В море были опущены деревянные щиты в виде треугольников, в вершине которых помещены клетки с обезьянами, — на каждом щите по одной обезьяне. Щиты устанавливались на расстоянии трех миль от эсминца, строго по сторонам света. Поочередно «Эрл» становился бортом к мишеням. Вытягивалась телескопическая труба — хобот, — чтобы мину отвести как можно дальше от корабля. Мины были трассирующие, оставляли после себя яркий зеленый дым.
Мы трое: лейтенант Хэбл, моторист и я попали в четвертую шлюпку. Отбуксировали щит к северу. Тут мы замешкались: баллоны спустили воздух, и щит потерял устойчивость. Провозились мы с ним полтора часа, — другие шлюпки вернулись на «Эрл», Капитан дважды спрашивал по радиотелефону:
— Скоро вы, Хэбл?..
— Идем, капитан, — ответил наконец Хэбл и повернул шлюпку.
Что-то неблагополучное было на западной мишени. Капитан отвлекся от нас, но, видимо, от радиотелефона не отошел, мы в шлюпке слышали продолжение разговора;
— Что вы говорите?.. — спрашивал капитан.
— Марта не подает признаков жизни.
— Околела она там?.. — Разговор шел об обезьяне.
В это время с пульта у капитана спросили, можно ли делать пуск. «Эрл» стоял бортом к западу, телескопическая труба была направлена к цели.
Капитан, видимо, ждал, когда мы приблизимся. «Поторопитесь, Хэбл!». Но график испытаний — есть график:
— Командир, — время… — напомнили с пульта.
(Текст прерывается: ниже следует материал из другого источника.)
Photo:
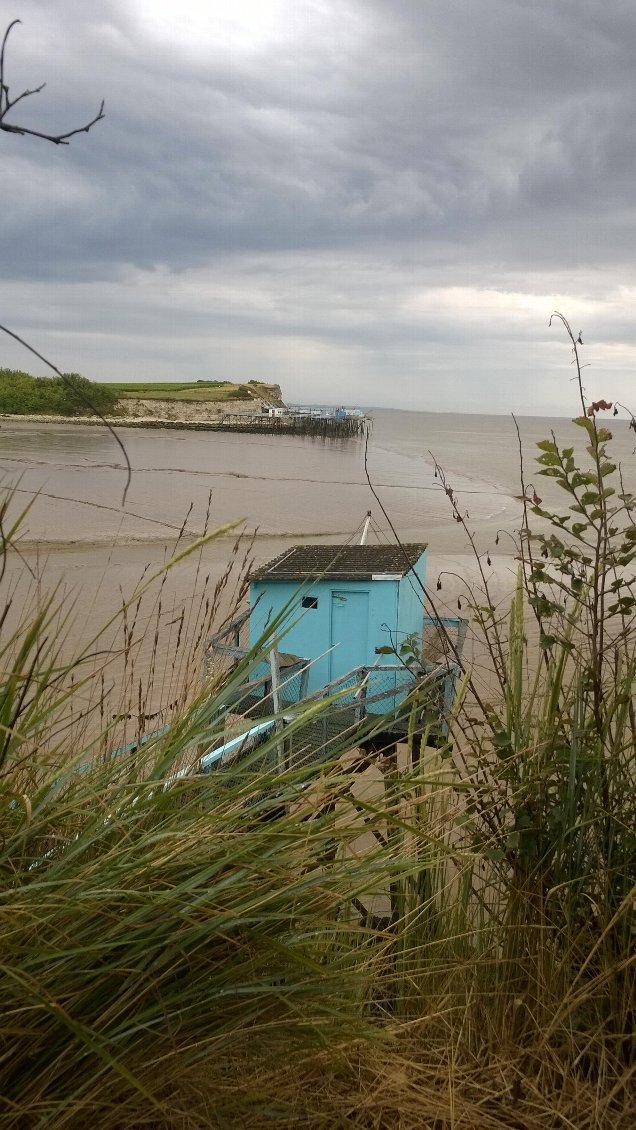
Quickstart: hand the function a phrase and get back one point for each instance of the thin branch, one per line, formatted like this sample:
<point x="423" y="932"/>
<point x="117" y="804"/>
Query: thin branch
<point x="84" y="399"/>
<point x="7" y="104"/>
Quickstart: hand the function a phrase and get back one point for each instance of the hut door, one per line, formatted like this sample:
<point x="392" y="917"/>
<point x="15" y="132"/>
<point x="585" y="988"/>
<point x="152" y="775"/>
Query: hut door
<point x="349" y="632"/>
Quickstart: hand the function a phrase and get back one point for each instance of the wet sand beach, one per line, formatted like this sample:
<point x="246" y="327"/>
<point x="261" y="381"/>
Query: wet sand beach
<point x="79" y="539"/>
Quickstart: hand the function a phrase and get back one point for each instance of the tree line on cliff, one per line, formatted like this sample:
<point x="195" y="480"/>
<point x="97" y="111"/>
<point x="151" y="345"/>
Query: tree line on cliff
<point x="23" y="394"/>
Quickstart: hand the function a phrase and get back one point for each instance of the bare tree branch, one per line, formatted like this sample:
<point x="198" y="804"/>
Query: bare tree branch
<point x="7" y="103"/>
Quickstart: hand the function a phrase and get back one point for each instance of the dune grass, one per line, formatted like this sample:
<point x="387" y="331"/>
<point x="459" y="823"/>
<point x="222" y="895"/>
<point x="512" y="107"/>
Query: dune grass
<point x="416" y="938"/>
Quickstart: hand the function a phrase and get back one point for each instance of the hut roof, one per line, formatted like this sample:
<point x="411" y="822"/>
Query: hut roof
<point x="340" y="563"/>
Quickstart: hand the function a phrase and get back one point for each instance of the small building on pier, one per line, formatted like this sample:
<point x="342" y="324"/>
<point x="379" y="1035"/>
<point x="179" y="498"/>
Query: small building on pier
<point x="342" y="608"/>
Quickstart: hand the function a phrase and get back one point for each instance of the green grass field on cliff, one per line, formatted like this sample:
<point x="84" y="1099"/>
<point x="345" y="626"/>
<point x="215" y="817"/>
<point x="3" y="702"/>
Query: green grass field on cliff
<point x="193" y="390"/>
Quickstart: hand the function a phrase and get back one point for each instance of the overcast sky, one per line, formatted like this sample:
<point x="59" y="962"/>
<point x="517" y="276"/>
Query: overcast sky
<point x="368" y="201"/>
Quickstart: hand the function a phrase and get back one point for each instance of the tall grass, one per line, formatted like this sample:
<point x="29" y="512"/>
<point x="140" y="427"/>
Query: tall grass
<point x="395" y="937"/>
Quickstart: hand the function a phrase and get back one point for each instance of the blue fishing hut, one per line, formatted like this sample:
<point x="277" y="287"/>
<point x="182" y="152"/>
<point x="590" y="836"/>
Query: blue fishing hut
<point x="341" y="609"/>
Капитан все еще медлил, может быть, его беспокоило, что Марта не подавала признаков жизни, В телефон было слышно тиканье хронометра. Наконец капитан скомандовал:
— Залп!..
В этот момент я смотрел на наш щит. Все-таки он стоял косовато, как наклонившийся парус. Меня заставило обернуться восклицание Хэбла:
— Сто дьяволов!..
Я оглянулся и сначала не понял, в чем дело. На месте эсминца стояла рогатка в виде буквы V, где расходящимися крыльями были нос и корма, — середина корабля погрузилась в воду. Только через пять-шесть секунд донесся взрыв, когда ни буквы V, ни эсминца уже не стало, — все кануло в воду. Лишь от западного щита зеленой петлей к эсминцу тянулся след трассирующего дыма. Видимо, Марта действительно околела, и мина, не найдя биотоков, повернула обратно к эсминцу, ударила в середину судна и разломила его надвое как пирог. Гибель команды и судна была мгновенной.
— Сто дьяволов! — повторил лейтенант и перекрестился. — А как же мы?..
Ответом ему был порыв шторма, налетевший на шлюпку.
Дальше наступил ад. Шлюпку перевернуло. Моториста или зашибло, или он сразу же захлебнулся. Мы с Хэблом цеплялись за скользкое днище — оба с разных сторон. Подавали друг другу голос, сигнализируя, что живы. Среди молний и рева взбесившихся волн наши голоса были не громче козьего блеяния. Потом Хэбл затих, видимо, сорвал ногти и оторвался от шлюпки.